@joshbachynski really need some advice here, I’m working on a small project that summaries support conversations, e.g. when you talk with a customer support about an order from a sales website, it will summarize your conversation for later review. GPT generally does a good job, however, it seems to have issue when dealing with tense, for example, the support agent says, I will send a new replacement for you, will be interperated as: the agent sent a new replacement for the customer. It does this time to time but not all the time, any idea how to avoid this?

I’m so grateful you are doing this. Thank you so much for all the help you have given out. I cannot believe you are doing this for free!! I really appreciate it.

In my case, I’m struggling with multi-step function calling, I have asked it to follow specific order, given examples, etc, still seems to miss the general idea of what has been spoken during all the conversation and the data that was fetched from the different functions. All the information is available to it, I have explicitly provided the priorities for which type of data comes first. But, the inference it’s just not there.

I have also tried using gpt-4 to improve the prompt which it help to some extend but still is not achieving it.

Prompt:
“”"You are a smart assistant designed to assist with a variety of tasks. When answering questions or performing tasks, you should rely on the available data in the following order:

  1. Chat history: Refer to previous interactions to gather any needed data.

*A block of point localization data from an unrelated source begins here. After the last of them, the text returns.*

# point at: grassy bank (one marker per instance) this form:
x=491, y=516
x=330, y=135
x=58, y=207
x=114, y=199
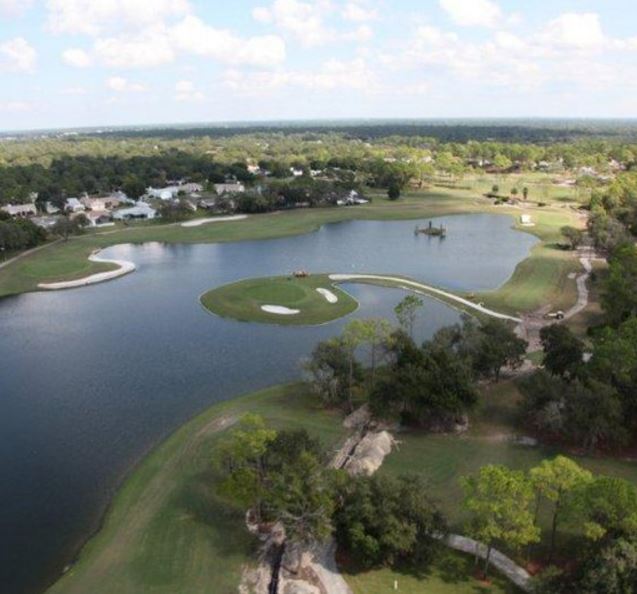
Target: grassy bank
x=166, y=532
x=243, y=300
x=68, y=260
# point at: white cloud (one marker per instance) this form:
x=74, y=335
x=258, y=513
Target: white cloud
x=74, y=91
x=15, y=106
x=92, y=17
x=472, y=13
x=575, y=30
x=333, y=74
x=17, y=55
x=76, y=57
x=194, y=36
x=359, y=12
x=122, y=85
x=185, y=90
x=15, y=7
x=150, y=48
x=303, y=20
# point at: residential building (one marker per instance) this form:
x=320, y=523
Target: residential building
x=230, y=188
x=20, y=211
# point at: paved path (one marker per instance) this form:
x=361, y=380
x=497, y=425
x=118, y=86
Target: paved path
x=516, y=574
x=124, y=268
x=428, y=289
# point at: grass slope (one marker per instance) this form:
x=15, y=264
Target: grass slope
x=243, y=300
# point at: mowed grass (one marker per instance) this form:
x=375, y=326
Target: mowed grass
x=68, y=260
x=452, y=573
x=166, y=531
x=243, y=300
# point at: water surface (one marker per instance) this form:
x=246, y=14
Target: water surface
x=91, y=378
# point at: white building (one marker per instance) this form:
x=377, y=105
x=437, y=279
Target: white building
x=230, y=188
x=74, y=205
x=140, y=211
x=20, y=211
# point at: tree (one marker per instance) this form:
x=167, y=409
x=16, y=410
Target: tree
x=301, y=497
x=375, y=333
x=556, y=480
x=406, y=312
x=499, y=502
x=499, y=346
x=612, y=570
x=333, y=371
x=393, y=192
x=382, y=520
x=563, y=351
x=241, y=459
x=607, y=508
x=133, y=187
x=429, y=386
x=573, y=235
x=619, y=297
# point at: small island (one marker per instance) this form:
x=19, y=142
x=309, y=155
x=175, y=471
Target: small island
x=297, y=299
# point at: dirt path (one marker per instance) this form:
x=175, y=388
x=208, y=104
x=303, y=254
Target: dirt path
x=531, y=324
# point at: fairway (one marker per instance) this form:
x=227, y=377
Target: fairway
x=244, y=300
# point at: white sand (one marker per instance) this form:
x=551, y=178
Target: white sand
x=198, y=222
x=280, y=310
x=328, y=295
x=124, y=268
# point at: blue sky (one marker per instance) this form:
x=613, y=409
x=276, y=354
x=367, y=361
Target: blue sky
x=67, y=63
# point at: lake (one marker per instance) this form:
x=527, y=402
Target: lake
x=92, y=378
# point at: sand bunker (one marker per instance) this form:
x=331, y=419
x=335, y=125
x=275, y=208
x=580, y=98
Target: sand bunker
x=124, y=268
x=280, y=310
x=328, y=295
x=198, y=222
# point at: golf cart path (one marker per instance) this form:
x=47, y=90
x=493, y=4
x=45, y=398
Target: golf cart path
x=416, y=286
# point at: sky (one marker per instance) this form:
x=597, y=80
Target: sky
x=72, y=63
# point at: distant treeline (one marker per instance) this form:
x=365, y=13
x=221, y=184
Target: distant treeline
x=537, y=132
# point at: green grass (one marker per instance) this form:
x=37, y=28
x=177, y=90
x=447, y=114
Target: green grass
x=451, y=574
x=165, y=531
x=243, y=300
x=68, y=260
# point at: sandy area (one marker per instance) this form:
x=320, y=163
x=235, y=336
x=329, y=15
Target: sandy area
x=280, y=310
x=199, y=222
x=328, y=295
x=124, y=268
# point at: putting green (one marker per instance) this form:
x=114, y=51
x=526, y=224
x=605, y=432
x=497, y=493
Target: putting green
x=297, y=298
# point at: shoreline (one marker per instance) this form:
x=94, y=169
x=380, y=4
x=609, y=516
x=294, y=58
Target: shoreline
x=124, y=267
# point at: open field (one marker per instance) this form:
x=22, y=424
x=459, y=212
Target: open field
x=243, y=300
x=166, y=532
x=541, y=278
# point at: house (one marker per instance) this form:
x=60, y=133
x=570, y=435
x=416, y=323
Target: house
x=99, y=218
x=230, y=188
x=45, y=222
x=51, y=208
x=98, y=204
x=20, y=211
x=73, y=205
x=171, y=192
x=140, y=211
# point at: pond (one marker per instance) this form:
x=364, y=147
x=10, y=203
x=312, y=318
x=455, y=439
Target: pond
x=92, y=378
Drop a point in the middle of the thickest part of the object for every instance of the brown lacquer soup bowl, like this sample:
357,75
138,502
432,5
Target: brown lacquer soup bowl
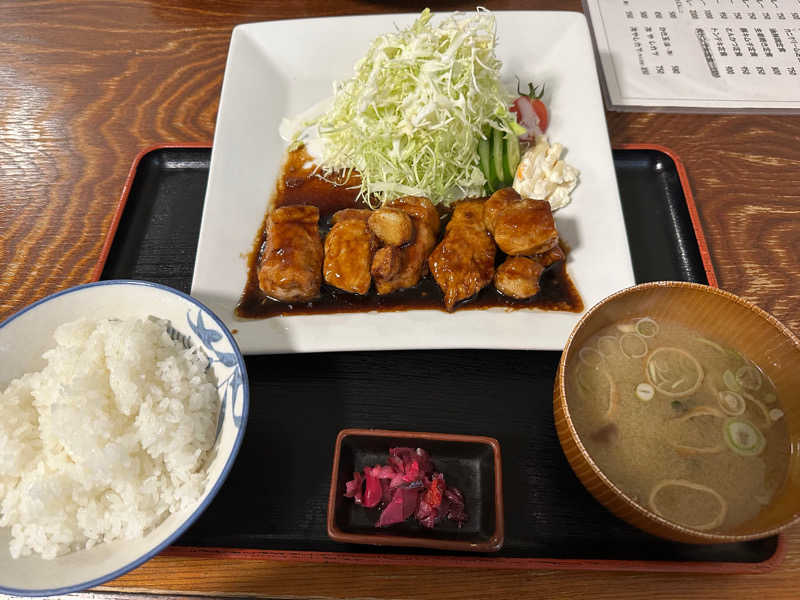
716,315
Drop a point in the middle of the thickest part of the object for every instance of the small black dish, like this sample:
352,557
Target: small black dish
470,463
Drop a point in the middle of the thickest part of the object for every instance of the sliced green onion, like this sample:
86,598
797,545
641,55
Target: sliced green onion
645,391
731,403
730,381
607,345
744,438
632,352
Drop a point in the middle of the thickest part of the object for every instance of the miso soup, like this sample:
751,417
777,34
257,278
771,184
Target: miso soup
685,426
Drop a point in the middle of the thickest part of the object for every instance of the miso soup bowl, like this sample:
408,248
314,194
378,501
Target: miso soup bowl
731,321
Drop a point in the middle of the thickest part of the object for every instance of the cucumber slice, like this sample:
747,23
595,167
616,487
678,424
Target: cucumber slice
512,157
484,152
497,157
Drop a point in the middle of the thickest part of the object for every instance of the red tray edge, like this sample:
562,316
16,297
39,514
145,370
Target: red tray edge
683,177
564,564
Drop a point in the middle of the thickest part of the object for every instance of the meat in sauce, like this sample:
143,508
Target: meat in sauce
291,265
349,247
463,262
399,271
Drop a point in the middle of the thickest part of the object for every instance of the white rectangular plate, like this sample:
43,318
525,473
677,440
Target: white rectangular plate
279,68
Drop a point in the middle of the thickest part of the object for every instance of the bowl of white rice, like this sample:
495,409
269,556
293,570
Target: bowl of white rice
122,408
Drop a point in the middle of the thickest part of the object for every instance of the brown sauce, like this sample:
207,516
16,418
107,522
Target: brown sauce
299,185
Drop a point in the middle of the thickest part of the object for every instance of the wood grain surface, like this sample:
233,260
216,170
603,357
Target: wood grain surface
85,85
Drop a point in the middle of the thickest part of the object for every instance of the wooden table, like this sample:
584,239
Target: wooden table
84,86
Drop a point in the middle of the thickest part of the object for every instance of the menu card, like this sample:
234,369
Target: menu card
712,55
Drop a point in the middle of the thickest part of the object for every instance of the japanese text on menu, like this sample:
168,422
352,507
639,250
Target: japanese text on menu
699,53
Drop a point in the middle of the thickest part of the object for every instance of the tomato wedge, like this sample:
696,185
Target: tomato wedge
530,111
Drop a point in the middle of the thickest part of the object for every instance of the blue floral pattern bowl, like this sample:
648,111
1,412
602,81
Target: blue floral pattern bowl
26,335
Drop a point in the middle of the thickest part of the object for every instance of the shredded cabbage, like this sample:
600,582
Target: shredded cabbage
410,119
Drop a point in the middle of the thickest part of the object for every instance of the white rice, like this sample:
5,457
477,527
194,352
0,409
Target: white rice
107,440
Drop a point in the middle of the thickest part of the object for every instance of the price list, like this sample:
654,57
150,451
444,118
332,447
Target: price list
701,54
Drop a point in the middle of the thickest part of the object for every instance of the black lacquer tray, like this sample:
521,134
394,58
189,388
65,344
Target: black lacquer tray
274,502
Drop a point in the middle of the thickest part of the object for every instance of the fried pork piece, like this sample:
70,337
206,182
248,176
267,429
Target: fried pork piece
518,277
350,214
498,202
348,255
291,265
463,262
420,209
392,226
397,268
550,257
521,226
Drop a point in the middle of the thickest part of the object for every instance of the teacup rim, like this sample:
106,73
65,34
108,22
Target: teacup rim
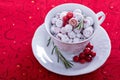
67,42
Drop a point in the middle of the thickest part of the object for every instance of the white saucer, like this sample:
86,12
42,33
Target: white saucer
102,47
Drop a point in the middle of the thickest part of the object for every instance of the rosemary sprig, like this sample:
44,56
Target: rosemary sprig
66,63
48,41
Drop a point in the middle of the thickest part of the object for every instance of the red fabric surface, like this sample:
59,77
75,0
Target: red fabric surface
20,18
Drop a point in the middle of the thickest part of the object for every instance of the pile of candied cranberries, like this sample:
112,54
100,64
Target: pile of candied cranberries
72,26
86,56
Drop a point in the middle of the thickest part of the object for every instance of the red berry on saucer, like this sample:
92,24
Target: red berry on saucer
93,54
87,50
69,15
90,46
82,55
65,18
76,58
82,61
88,58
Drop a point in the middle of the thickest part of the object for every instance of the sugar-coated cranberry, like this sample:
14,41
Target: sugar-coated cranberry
70,15
76,58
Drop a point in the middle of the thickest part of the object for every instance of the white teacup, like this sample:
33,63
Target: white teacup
73,47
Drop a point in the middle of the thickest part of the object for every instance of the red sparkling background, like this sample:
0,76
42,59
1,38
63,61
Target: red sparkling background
20,18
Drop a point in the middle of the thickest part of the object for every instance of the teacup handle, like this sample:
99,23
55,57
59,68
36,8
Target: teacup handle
101,17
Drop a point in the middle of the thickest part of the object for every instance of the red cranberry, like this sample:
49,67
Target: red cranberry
90,46
69,15
93,54
82,61
87,50
82,55
76,58
88,58
65,18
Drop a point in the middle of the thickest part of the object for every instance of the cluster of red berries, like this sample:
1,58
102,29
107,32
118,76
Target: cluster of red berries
86,56
67,17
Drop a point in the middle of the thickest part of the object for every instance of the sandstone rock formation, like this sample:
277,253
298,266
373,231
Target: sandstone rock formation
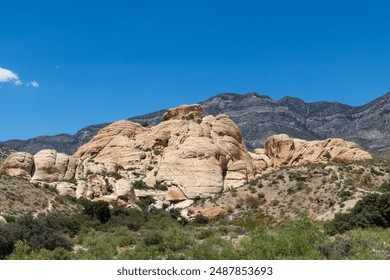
184,112
283,150
18,164
184,157
201,155
51,166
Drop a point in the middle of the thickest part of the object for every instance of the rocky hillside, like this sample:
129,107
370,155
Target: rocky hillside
259,117
185,157
4,152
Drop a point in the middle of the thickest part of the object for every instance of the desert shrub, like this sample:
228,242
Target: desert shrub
200,219
115,175
290,240
175,213
372,211
384,187
98,209
152,238
205,234
213,248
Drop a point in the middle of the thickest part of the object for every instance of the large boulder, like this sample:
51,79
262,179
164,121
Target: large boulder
51,166
284,150
18,164
202,155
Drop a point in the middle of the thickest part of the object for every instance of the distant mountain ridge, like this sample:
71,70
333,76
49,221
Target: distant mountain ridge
258,117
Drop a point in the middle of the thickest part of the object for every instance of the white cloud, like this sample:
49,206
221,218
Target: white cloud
33,84
7,76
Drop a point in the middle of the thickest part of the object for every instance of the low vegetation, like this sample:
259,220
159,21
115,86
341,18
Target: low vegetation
266,219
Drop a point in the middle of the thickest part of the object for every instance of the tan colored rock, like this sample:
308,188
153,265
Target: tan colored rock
175,194
184,112
283,150
260,160
194,154
65,188
51,166
182,205
211,212
81,189
18,164
124,190
236,175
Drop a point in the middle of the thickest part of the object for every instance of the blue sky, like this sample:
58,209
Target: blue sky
67,64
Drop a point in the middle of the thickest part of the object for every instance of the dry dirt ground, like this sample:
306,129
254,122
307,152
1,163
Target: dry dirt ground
317,189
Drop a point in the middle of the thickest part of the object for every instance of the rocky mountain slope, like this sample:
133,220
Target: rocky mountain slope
187,156
4,152
259,117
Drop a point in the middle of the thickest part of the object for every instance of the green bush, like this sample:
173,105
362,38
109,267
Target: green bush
98,209
290,240
372,211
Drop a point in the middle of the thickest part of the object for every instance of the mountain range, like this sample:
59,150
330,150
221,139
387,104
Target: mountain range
258,117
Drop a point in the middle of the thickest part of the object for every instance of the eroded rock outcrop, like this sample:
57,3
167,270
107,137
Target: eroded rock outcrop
51,166
186,156
202,156
18,164
283,150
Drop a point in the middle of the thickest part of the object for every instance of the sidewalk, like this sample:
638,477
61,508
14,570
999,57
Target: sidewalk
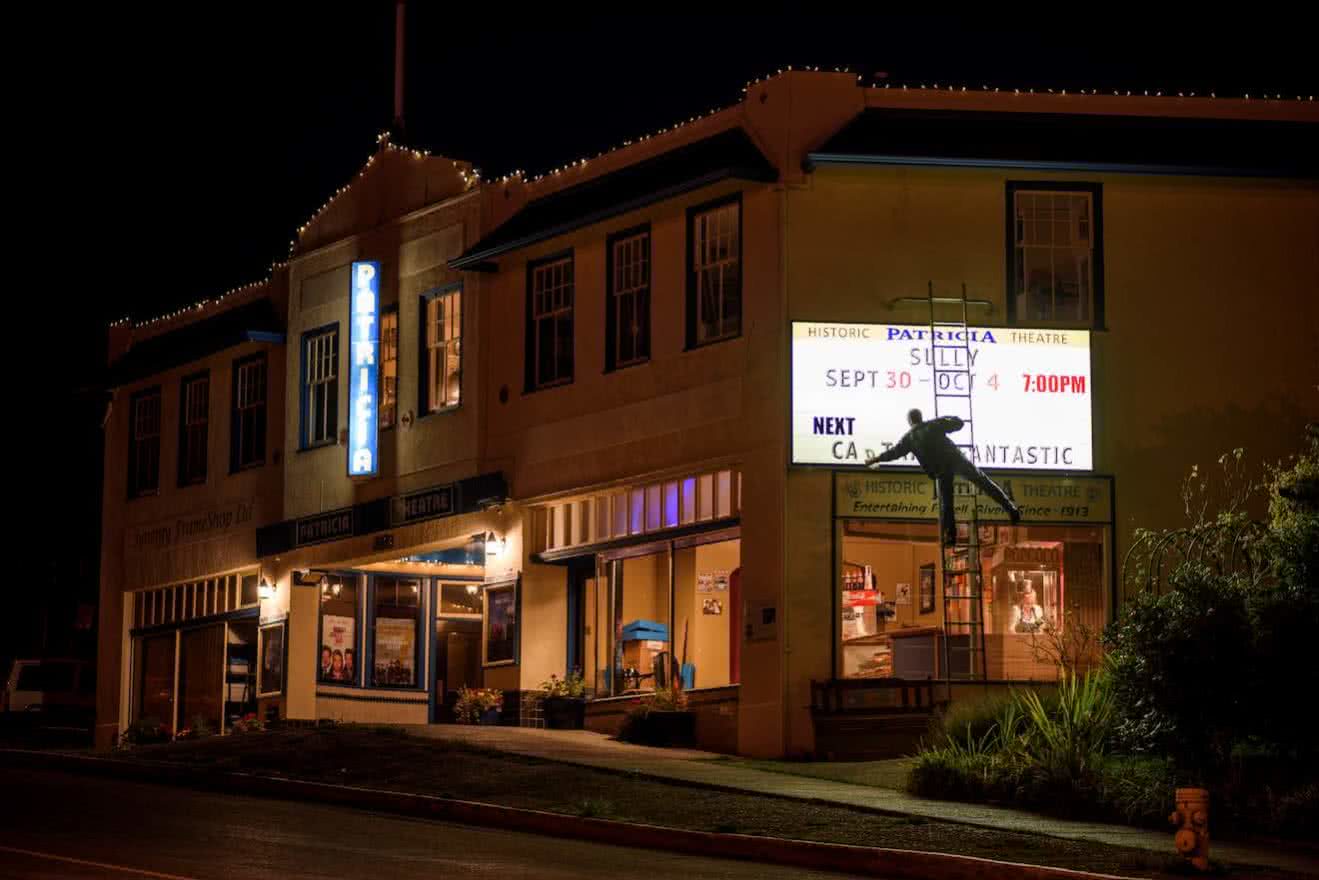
706,769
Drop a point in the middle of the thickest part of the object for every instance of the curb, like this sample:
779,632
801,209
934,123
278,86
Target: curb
897,864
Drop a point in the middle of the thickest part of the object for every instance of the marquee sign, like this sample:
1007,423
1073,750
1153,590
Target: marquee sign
854,384
364,370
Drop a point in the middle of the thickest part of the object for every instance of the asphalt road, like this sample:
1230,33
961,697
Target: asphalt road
56,825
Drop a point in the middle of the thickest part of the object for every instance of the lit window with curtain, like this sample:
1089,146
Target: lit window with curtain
549,329
194,409
144,442
714,272
321,387
248,418
442,350
1054,255
628,302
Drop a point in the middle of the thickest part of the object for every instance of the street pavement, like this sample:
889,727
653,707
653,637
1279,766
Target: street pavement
56,825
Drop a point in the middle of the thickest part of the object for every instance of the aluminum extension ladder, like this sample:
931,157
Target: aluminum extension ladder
963,577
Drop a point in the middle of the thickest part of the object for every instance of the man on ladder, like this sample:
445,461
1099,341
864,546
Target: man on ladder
942,461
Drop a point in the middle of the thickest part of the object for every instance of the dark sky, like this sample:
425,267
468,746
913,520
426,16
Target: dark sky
173,148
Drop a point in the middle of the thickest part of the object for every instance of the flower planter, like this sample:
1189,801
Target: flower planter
665,728
563,713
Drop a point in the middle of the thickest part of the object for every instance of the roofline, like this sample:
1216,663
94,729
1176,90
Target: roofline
814,160
1014,100
480,260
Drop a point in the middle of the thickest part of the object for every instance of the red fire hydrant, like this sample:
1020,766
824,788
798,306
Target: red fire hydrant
1193,819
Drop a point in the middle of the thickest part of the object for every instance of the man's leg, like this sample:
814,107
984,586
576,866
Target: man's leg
946,520
989,488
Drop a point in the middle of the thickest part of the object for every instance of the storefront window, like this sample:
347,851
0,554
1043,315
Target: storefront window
156,678
397,619
459,599
901,618
201,677
338,629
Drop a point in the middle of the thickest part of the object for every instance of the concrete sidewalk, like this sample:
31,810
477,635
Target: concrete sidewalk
708,769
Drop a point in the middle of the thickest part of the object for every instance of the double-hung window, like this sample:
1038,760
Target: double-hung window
144,442
247,440
442,350
194,422
628,300
1054,253
714,272
321,387
549,322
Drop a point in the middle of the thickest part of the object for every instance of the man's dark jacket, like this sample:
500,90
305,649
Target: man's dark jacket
929,442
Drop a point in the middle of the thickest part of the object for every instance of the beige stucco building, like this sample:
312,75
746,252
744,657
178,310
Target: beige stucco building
624,407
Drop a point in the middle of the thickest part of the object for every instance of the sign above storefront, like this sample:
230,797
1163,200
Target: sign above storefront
910,496
364,370
854,384
425,504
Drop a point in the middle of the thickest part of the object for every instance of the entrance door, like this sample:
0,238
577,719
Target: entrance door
458,662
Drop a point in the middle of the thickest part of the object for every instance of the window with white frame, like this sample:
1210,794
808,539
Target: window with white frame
443,346
628,318
1054,255
193,429
248,418
321,387
549,343
144,447
388,368
714,294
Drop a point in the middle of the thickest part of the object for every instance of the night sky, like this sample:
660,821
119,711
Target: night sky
176,151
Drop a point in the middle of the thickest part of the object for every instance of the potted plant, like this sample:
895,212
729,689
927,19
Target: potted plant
565,701
661,719
479,705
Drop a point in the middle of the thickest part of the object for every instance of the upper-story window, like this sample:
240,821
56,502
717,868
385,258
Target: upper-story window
247,440
194,424
321,387
442,350
144,442
1055,256
549,322
714,272
388,368
628,300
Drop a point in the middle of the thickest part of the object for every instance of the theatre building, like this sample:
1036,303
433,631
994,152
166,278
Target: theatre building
706,333
615,418
193,467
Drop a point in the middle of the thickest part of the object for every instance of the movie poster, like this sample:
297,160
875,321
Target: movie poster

  2. Chat summary: Check the summary for any relevant summarized information.

  3. Previously fetched data: Utilize any data that has already been fetched.

  4. User-supplied content: If the user has supplied content explicitly for the current task, prioritize that.

Only when you can’t find the information you need from these sources should you resort to using the available functions to fetch data.

For tasks that require multiple steps:

  1. Check all available data for the first required piece of information (e.g., companyId).

  2. If found, ask the user for confirmation.

  3. If not found, use the appropriate function to fetch it and then ask the user for confirmation.

  4. Proceed to the next piece of information (e.g., siteId) and repeat steps 1-3.

Minimized user consent and confirmation in multi-step operation.

“”"

Build a second prompt that reads the input, output, checks for tense issues specifically or any other issues, and fixed it

Daisy chain the out puts

1 Like

Trying to do too much in one prompt

Break it down into smaller prompts if you can and daisy chain them

1 Like

that would be ideal, but the issue we are having with this approach would be

  1. the token limitation, the input is already 4000 tokens+
  2. The latency increase with muliple gpt calls
  1. use 16k turbo
  • and or make it smaller
  • summarize it first
  1. the model cannot do too much

maybe there is a better way to prompt it, see my notes about prompting above

Hi!

I did take the time to read your prompt and noted that it is apparently not as a clear as you think.

For example:

rely on the available data in the following order:
1

4. User-supplied content: If the user has supplied content explicitly for the current task, prioritize that.

So, that is not consistent.
You can learn what the model actually interprets as “history”, “summary”, “previously fetched data” and “User supplied content”.

To me some of those distinctions are blurry.

I believe you have to reassess how explicit your instructions really are.

Do you know a place where I can check how the model understands these meanings?

A few ways how you could go about this:
As you previously stated in the test cases all information bits are readily available.

  • Keep providing them all but prompt the model to reply based only on one of these.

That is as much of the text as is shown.